Bundesverfassungsgericht zum Ausschluss der Stiefkindadoption bei nichtehelichen Familien

Adoptionsrecht Kind
06.05.201949 Mal gelesen
Der vollständige Ausschluss der Stiefkindadoption bei nichtehelichen Familien ist unvereinbar mit dem Gleichheitsgrundsatz des Artikel 3 des Grundgesetzes, hat nun das Bundesverfassungsgericht (BVerfG) entschieden.

Eine Adoption von Stiefkindern müsse auch bei stabilen, nichtehelichen Familien zulässig sein.

Bisherige Rechtslage führt zum faktischen Ausschluss

Eine Stiefkindadoption führt zu einer gemeinsamen Elternschaft des Stiefelternteils und des rechtlichen Elternteils. Nach den bisherigen Regelungen des Familienrechts ist dies allerdings nur möglich, wenn beide Teile miteinander verheiratet sind. In nichtehelichen Stiefkindfamilien dagegen können die Kinder des rechtlichen Elternteils nicht adoptiert werden, ohne dass die Verwandtschaft zu diesem Teil entfällt. Im Ergebnis wird die Elternschaft also ausgetauscht statt ergänzt- Eine Folge, die in der Regel nicht gewollt ist.
Faktisch ist damit die Stiefkindadoption nach dem geltenden Familienrecht bei unverheirateten Paaren unmöglich. Eine sozial-familiäre-Beziehung innerhalb der Familie änderte an diesem Ergebnis nichts. Der Gesetzgeber sieht bisher keinerlei besondere rechtliche Beziehung zwischen dem Stiefelternteil und einem Kind vor.

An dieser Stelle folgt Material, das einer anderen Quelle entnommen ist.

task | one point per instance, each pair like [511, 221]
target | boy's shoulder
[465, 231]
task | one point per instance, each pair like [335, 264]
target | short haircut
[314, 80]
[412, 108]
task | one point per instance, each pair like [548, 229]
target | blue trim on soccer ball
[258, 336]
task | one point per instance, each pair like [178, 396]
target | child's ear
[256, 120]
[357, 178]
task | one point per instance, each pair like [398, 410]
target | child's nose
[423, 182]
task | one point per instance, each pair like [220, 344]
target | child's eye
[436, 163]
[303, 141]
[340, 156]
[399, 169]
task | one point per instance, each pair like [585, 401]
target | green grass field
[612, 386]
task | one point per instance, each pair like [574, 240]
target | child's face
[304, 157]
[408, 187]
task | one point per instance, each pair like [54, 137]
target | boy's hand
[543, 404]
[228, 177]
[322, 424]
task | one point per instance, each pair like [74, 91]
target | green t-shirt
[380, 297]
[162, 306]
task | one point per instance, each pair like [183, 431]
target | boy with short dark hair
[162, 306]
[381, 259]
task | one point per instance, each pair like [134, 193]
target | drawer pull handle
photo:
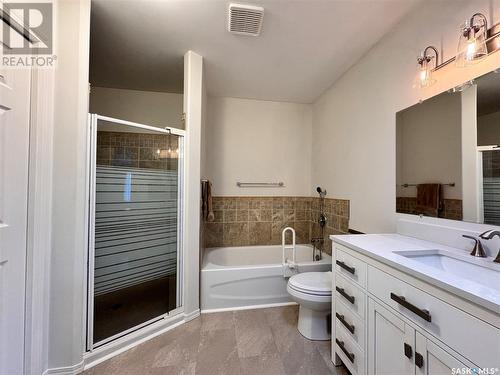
[419, 360]
[350, 327]
[344, 294]
[408, 351]
[346, 352]
[424, 314]
[346, 267]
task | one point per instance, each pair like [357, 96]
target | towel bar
[260, 184]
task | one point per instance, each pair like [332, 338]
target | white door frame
[91, 165]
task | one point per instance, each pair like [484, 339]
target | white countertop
[383, 247]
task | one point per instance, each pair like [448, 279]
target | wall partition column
[135, 227]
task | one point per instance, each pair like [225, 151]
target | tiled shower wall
[250, 221]
[138, 150]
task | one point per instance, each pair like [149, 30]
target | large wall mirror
[448, 155]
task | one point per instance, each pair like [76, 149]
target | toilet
[313, 292]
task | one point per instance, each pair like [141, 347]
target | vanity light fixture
[426, 66]
[472, 43]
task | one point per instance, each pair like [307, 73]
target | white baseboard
[119, 346]
[250, 307]
[69, 370]
[133, 339]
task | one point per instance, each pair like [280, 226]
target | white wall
[488, 129]
[354, 120]
[258, 141]
[429, 145]
[159, 109]
[193, 106]
[68, 271]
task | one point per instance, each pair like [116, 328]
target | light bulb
[471, 49]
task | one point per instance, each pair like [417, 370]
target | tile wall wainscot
[452, 208]
[252, 221]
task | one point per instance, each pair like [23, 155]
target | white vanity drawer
[457, 329]
[350, 323]
[349, 266]
[352, 357]
[351, 294]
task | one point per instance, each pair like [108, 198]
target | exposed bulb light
[472, 42]
[425, 67]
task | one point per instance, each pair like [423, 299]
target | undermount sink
[477, 273]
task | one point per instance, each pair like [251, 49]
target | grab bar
[292, 264]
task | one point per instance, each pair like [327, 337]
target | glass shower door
[135, 226]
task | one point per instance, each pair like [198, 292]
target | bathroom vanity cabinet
[386, 321]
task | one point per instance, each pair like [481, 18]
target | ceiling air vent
[245, 19]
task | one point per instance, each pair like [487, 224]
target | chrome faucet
[488, 235]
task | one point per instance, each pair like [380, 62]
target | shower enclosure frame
[90, 254]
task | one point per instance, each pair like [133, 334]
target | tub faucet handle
[478, 250]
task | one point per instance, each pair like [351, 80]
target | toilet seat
[312, 283]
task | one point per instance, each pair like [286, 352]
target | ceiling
[305, 45]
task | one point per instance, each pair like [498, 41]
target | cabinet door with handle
[391, 343]
[432, 359]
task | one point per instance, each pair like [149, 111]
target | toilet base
[313, 324]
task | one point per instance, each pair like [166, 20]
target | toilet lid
[318, 283]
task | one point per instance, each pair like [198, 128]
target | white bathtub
[250, 276]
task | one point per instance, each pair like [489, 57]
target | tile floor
[263, 341]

Besonders deutlich wird diese fehlende Rechtsbeziehung dann, wenn der rechtliche Elternteil verstirbt. Auch dann besteht im Stiefeltern-Kind-Verhältnis keine besondere Rechtsbeziehung, sodass im Zweifel der Stiefelternteil gar keine Sorgeberechtigung erhält. Ein untragbares Ergebnis, gerade wenn doch tatsächlich eine stabile Familienbeziehung besteht. Dies sah auch das BVerfG so und hat nun den vollständigen Ausschluss der Stiefkindadoption bei nichtehelichen Familien für verfassungswidrig erklärt (Beschluss v. 26.03.2019; Az.: 1 BvR 673/17).

Die Ehe als einziges Stabilitätsmerkmal

Laut BVerfG führt die derzeitige Regelung zu einer Ungleichbehandlung von ehelichen und unehelichen Stiefkindfamilien. Diese Ungleichbehandlung halten die Richter zudem für nicht gerechtfertigt.
Ein Kind habe grundsätzlich ein Recht auf Gewährleistung elterlicher Pflege und Erziehung und auf ein geschütztes Zusammenleben mit seinen Eltern. Nach der bisher geltenden Regelung sei maßgebliches Differenzierungskriterium allein die Ehe zwischen rechtlichen Elternteil und Stiefelternteil - dieser Umstand sei aber durch die betroffenen Kinder weder beeinflussbar noch ihnen zuzurechnen.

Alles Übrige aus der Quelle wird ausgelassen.